Bayern ist nicht Deutschland. Oder doch? Wer im Ausland Klischees über sein Land begegnet, hört "Lederhosen und Dirndl". Jetzt setzt auch die Deutsche Lufthansa auf bayerisches Flair und verdonnert ihre Bordcrew anlässlich des Oktoberfestes zu Schürze und Janker.

Beckenbauer, BMW und Oktoberfest – die freundlichen Klischees über Deutschland lassen sich leicht zusammenfassen. Dass die Bundesrepublik nicht nur aus Bayern besteht, und die Mauer längst Vergangenheit ist, versetzt das ferne Ausland zuweilen in Erstaunen. Was liegt da näher, als die Stereotype zu bedienen und fröhliche Trachtenmädels zu Botschafterinnen gerade für die Oktoberfest-begeisterten Länder USA, Brasilien und China zu erklären?

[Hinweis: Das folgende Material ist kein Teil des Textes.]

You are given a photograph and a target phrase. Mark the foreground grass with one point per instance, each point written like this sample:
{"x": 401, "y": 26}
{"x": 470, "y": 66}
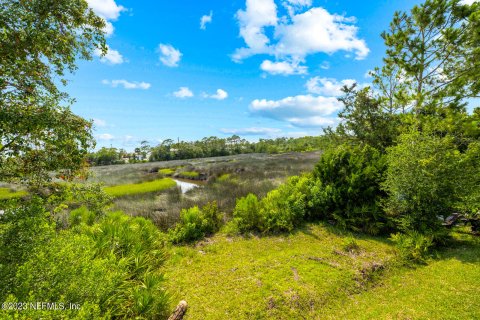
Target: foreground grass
{"x": 140, "y": 188}
{"x": 7, "y": 194}
{"x": 279, "y": 277}
{"x": 448, "y": 287}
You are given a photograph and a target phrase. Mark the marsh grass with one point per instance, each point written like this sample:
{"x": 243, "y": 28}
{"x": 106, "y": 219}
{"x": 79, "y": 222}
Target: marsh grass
{"x": 140, "y": 188}
{"x": 228, "y": 178}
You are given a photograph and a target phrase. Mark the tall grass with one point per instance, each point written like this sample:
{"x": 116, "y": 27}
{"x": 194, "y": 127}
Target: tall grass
{"x": 140, "y": 188}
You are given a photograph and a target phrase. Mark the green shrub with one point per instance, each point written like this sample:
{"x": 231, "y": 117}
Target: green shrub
{"x": 195, "y": 224}
{"x": 81, "y": 215}
{"x": 349, "y": 191}
{"x": 283, "y": 208}
{"x": 7, "y": 194}
{"x": 247, "y": 214}
{"x": 350, "y": 244}
{"x": 111, "y": 269}
{"x": 24, "y": 228}
{"x": 423, "y": 181}
{"x": 413, "y": 247}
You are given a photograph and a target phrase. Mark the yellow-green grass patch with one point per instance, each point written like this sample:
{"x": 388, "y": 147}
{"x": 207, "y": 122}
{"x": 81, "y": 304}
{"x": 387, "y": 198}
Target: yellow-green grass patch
{"x": 446, "y": 288}
{"x": 166, "y": 171}
{"x": 7, "y": 194}
{"x": 189, "y": 174}
{"x": 140, "y": 188}
{"x": 277, "y": 277}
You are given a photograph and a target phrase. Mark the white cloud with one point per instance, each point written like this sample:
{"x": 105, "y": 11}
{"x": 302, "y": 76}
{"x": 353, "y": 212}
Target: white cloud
{"x": 108, "y": 29}
{"x": 294, "y": 38}
{"x": 283, "y": 67}
{"x": 468, "y": 2}
{"x": 106, "y": 9}
{"x": 111, "y": 57}
{"x": 183, "y": 92}
{"x": 257, "y": 15}
{"x": 127, "y": 84}
{"x": 325, "y": 65}
{"x": 205, "y": 19}
{"x": 105, "y": 137}
{"x": 300, "y": 111}
{"x": 169, "y": 56}
{"x": 327, "y": 86}
{"x": 251, "y": 131}
{"x": 99, "y": 122}
{"x": 220, "y": 94}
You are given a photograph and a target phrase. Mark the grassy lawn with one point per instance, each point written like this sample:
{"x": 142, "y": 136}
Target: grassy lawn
{"x": 278, "y": 277}
{"x": 7, "y": 194}
{"x": 448, "y": 287}
{"x": 140, "y": 188}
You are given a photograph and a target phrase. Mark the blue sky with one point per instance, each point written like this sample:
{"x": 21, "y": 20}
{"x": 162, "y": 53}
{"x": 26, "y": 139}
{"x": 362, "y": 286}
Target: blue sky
{"x": 256, "y": 68}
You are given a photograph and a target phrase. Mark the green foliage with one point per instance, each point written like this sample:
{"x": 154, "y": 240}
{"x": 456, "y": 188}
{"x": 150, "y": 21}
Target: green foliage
{"x": 139, "y": 188}
{"x": 81, "y": 215}
{"x": 195, "y": 224}
{"x": 413, "y": 246}
{"x": 350, "y": 244}
{"x": 111, "y": 268}
{"x": 423, "y": 181}
{"x": 39, "y": 42}
{"x": 350, "y": 194}
{"x": 247, "y": 214}
{"x": 283, "y": 208}
{"x": 8, "y": 194}
{"x": 24, "y": 227}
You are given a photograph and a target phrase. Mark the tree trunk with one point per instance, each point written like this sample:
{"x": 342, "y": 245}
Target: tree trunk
{"x": 179, "y": 311}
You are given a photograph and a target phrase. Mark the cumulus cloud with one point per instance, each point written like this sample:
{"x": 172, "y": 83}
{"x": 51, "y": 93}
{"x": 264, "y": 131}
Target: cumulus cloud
{"x": 99, "y": 122}
{"x": 468, "y": 2}
{"x": 108, "y": 10}
{"x": 105, "y": 137}
{"x": 183, "y": 92}
{"x": 300, "y": 111}
{"x": 327, "y": 86}
{"x": 127, "y": 84}
{"x": 251, "y": 131}
{"x": 111, "y": 57}
{"x": 169, "y": 56}
{"x": 205, "y": 19}
{"x": 220, "y": 94}
{"x": 284, "y": 67}
{"x": 294, "y": 38}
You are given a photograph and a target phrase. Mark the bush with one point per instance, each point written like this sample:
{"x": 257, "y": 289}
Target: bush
{"x": 423, "y": 181}
{"x": 283, "y": 208}
{"x": 349, "y": 189}
{"x": 413, "y": 247}
{"x": 195, "y": 224}
{"x": 24, "y": 229}
{"x": 111, "y": 269}
{"x": 247, "y": 214}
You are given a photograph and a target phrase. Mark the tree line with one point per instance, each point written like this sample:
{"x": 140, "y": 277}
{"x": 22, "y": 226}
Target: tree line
{"x": 207, "y": 147}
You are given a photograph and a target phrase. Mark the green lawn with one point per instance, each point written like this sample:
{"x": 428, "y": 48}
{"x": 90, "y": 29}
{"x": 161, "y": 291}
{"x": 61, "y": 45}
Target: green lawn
{"x": 448, "y": 287}
{"x": 309, "y": 275}
{"x": 278, "y": 277}
{"x": 140, "y": 188}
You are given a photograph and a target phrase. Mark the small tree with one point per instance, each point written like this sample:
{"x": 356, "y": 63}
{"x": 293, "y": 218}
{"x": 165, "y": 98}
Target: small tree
{"x": 423, "y": 181}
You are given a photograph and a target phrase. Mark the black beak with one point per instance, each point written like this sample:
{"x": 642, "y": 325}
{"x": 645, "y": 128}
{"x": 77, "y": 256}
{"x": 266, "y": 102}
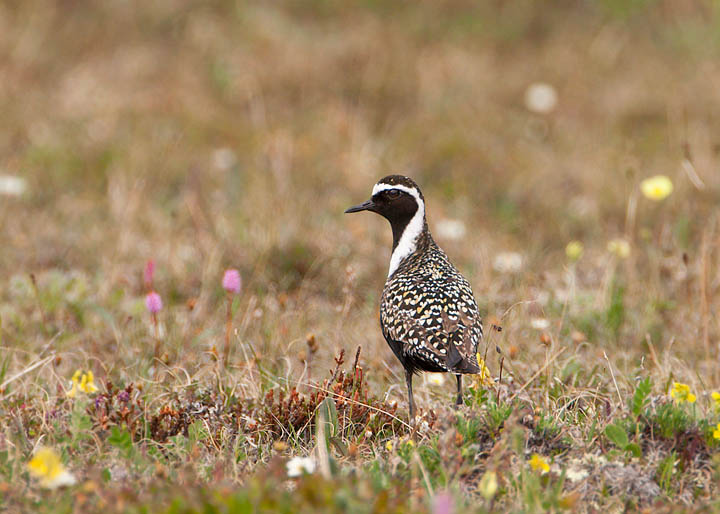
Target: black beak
{"x": 366, "y": 206}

Die Lufthansa macht es vor. Zum zweiten Mal steckt die nationale Fluglinie ausgewählte Stewardessen und Stewards anlässlich des Münchner Oktoberfestes in traditionelle "Blaudruck Dirndl", wie das Unternehmen bekannt gibt. Pardon, zum dritten Mal, denn schon vor 50 Jahren lächelten die Flugbegleiterinnen in Faltenblüschen und Schürze Fluggäste von New York nach Hamburg und von London nach München an – hübsch getrennt nach Haarfarbe: Hellblau für die Blonden, Rosa für die Dunkelhaarigen.

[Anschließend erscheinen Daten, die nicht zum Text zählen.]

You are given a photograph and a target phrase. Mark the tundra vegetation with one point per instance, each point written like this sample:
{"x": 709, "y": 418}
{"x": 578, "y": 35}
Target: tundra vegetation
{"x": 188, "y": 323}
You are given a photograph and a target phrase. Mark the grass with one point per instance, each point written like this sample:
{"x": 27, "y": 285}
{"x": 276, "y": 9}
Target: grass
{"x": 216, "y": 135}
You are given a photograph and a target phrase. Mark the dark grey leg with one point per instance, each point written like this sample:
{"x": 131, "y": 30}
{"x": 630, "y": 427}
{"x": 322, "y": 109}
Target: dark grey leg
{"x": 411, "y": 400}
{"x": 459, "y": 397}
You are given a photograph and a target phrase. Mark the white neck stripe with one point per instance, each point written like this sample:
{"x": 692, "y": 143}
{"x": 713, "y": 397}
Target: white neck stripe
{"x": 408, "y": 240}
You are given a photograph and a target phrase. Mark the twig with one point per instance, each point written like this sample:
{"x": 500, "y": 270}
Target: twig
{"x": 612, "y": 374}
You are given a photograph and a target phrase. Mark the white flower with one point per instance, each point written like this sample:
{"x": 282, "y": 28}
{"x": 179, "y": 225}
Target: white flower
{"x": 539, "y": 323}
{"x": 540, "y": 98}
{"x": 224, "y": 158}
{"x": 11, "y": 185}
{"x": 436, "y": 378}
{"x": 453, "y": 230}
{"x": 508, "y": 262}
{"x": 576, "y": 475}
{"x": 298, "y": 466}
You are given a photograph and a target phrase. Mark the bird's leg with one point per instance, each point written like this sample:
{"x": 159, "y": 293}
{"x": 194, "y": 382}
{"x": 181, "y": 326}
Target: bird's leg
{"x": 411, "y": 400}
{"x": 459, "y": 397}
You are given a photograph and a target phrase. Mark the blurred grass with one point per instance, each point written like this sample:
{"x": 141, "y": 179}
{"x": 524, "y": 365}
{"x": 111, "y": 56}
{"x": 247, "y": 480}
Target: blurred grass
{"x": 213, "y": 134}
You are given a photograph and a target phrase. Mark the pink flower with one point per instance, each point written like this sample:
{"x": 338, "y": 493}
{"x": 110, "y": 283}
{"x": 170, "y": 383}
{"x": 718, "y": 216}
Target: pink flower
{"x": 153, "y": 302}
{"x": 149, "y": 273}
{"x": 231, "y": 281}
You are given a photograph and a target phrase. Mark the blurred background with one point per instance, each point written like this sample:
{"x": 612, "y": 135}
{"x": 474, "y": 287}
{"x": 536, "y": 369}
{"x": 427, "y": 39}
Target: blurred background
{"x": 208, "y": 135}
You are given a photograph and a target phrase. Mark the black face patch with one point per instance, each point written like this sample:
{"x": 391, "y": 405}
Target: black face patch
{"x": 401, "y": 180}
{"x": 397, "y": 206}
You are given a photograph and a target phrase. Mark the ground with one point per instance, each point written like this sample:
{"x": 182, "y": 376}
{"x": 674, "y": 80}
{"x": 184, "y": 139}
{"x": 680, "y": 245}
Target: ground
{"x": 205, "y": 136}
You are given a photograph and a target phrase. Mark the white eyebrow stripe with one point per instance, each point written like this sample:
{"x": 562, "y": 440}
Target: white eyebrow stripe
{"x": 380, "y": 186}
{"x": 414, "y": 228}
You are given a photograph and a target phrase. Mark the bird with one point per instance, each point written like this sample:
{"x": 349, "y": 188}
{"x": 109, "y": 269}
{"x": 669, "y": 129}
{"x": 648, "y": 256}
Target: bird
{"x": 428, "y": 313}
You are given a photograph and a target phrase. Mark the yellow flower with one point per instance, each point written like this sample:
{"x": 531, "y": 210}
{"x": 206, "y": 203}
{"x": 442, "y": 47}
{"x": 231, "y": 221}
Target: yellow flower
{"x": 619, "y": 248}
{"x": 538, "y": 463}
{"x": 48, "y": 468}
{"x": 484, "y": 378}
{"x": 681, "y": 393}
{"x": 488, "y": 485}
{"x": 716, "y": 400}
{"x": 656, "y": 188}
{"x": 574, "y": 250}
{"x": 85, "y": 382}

"Vor allem bei Asiaten kamen die Stewardessen im Dirndl im vergangenen Jahr gut an", sagt Lufthansa-Sprecherin Bettina Rittberger. Im September 2006 war die sogenannte Trachten-Crew auf den Flügen nach und von Shanghai, Tokio und Washington dabei. An Bord habe extrem gute Stimmung geherrscht. Die asiatischen Passagiere hätten ihre Kameras gezückt, sich gegenseitig mit den Dirndl-Mädeln fotografiert und massenhaft Fanpost geschrieben. Dieses Jahr dürften sich die Flugreisenden an Bord von Maschinen aus Denver, São Paulo und Peking an reschen Madln erfreuen.

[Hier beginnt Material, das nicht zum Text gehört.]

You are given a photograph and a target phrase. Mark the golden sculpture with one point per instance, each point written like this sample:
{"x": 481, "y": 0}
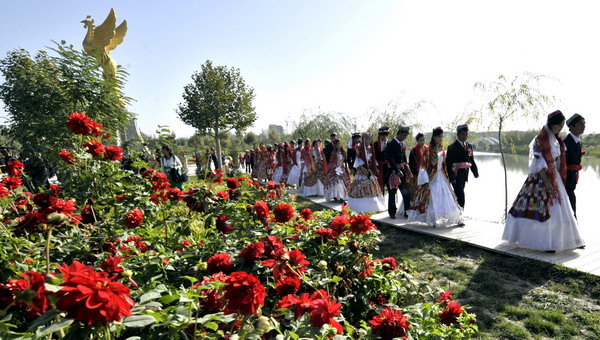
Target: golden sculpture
{"x": 99, "y": 41}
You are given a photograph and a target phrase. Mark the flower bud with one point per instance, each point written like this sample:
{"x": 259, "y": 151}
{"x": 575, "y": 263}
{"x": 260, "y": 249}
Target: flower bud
{"x": 262, "y": 324}
{"x": 56, "y": 218}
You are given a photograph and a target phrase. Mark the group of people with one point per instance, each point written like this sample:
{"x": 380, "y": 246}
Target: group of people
{"x": 432, "y": 179}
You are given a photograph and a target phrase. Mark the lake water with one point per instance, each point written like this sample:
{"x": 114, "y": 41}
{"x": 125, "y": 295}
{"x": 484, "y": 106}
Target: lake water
{"x": 485, "y": 195}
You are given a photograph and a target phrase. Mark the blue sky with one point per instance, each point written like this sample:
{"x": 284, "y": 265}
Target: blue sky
{"x": 343, "y": 56}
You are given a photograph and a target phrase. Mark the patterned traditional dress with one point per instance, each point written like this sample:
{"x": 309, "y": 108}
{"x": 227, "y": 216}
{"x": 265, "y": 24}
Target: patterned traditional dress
{"x": 536, "y": 220}
{"x": 338, "y": 179}
{"x": 365, "y": 193}
{"x": 434, "y": 203}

Die Lufthansa fühlt bayerisch

Gefallen habe den Kunden aus China und Japan, aber auch den US-Amerikanern das Lokalkolorit, das typisch Deutsche an der Aufmachung, sagt Rittberger. Typisch deutsch - das lässt alle Bewohner jenseits des Weißwurst-Äquators aufstöhnen. An Crews mit Fischerhemden, Jecken-Hütchen oder Berliner-Bärchen-Kostümen zum Ausgleich denkt die Fluggesellschaft mit dem "Deutsche" im Namen nicht. Sie will vor allem ihre Verbundenheit zu ihrem Münchner Drehkreuz darstellen, versorgt Erste-Klasse-Kunden sogar mit Quietsche-Entchen in Lederhosen und kündigt Bord-Verpflegung mit Wiesn-Flair passend zur bayerischen fünften Jahreszeit an.

Einen Kulturschock nach dem weiß-blauen Flug werden die Brasilianer, Chinesen und US-Amerikaner bei der Ankunft auf dem Münchner Flughafen nicht erleiden. Auch die gesamte Bodencrew der Lufthansa - am Check-in und an den Gates - wird in Tracht gehüllt sein. Zugleich schmücken die bayerischen Farben vom 22. September bis 7. Oktober das Terminal 2 - sogar die Check-in-Automaten zieren Lebkuchen-Herzen von der Wiesn.